My path to anthropology, like many other things in life, did not follow a straight line. After finishing high school in Indonesia, I chose to study English at the University of Indonesia for my bachelor’s degree rather than anthropology. It was a practical decision based on my experience of English as a gatekeeper to education and employment, which it continues to be. Fortunately, the English Department I attended had a cultural studies bent. I developed an interest in language, power, and history and went on to continue my studies in Global Studies at Leipzig University and the University of Vienna. My first encounter with anthropology was in a class on globalization, where we were assigned to read Anna Tsing’s Friction alongside Aihwa Ong’s Flexible Citizenship. Their work in particular pushed me to learn more about anthropology and to eventually pursue anthropological training.

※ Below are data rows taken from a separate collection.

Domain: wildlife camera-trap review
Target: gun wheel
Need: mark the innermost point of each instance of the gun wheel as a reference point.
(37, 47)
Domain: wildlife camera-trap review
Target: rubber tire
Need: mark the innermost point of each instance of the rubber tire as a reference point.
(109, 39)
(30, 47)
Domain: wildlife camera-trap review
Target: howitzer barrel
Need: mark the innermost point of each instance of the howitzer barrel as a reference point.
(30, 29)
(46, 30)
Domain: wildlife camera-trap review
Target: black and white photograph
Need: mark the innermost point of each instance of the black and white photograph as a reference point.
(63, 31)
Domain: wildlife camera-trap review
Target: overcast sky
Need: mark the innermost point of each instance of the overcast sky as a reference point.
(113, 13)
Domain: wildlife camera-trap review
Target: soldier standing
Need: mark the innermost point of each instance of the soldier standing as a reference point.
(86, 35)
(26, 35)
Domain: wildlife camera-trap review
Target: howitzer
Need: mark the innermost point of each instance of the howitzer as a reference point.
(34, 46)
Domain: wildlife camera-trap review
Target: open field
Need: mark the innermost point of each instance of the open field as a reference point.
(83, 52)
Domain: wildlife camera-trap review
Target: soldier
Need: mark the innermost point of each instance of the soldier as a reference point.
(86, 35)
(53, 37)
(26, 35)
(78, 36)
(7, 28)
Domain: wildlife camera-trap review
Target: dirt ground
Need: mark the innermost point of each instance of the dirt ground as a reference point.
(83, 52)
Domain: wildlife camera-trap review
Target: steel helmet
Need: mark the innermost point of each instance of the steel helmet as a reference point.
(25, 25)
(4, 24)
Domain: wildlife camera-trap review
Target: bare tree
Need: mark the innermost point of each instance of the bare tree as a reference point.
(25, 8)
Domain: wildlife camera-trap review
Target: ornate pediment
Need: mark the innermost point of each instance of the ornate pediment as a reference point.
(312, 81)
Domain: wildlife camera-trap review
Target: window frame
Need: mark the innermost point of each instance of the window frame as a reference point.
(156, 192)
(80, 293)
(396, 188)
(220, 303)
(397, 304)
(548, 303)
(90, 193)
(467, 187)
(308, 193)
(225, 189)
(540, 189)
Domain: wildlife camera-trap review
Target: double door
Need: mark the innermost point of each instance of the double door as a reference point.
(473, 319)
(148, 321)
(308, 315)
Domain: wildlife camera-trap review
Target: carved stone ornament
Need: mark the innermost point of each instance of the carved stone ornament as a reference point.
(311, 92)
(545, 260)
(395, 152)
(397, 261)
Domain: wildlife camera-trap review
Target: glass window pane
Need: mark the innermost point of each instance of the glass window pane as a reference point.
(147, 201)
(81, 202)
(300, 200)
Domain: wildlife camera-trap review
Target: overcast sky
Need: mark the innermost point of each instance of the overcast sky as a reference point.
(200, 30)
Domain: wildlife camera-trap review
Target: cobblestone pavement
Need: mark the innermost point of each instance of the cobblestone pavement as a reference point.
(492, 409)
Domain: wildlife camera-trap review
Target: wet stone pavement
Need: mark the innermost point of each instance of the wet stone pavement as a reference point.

Given my research interests are in the areas of environment, economy, and religion, the Anthropology Department at the University of California, Santa Cruz provides the ideal intellectual environment for me. Under the guidance of Anna Tsing, my project will focus on the kinds of interrelationship between people, animals, plants, and things that are cultivated through the widespread Islamic practice of waqf (God’s property). I’m interested in how notions of responsibility, reciprocity, and sacrifice are played out in the material and conceptual spaces that waqf creates, given the increasing hegemony of the structuring logics of global capitalism and the modern-secular state project. If the Covid-19 pandemic situation permits, I will be conducting fieldwork in Indonesia where waqf practices have seen a revival and re-figuration since the 2000s.
A common question I hear is, “Why is an Indonesian studying Indonesia?” The idea of a “native” working in their own society does seem to go against the principle of surprise that constitutes ethnography. Yet as someone who was born and raised in the urban areas of Java, I am cautious of assuming too much about my interlocutors who will primarily be Muslim villagers in Aceh, Sumatra. As Marilyn Strathern so aptly observed in her reflection on “anthropology at home”, there is an inevitable social distance between scholar and villager. I’ll be in for a few surprises.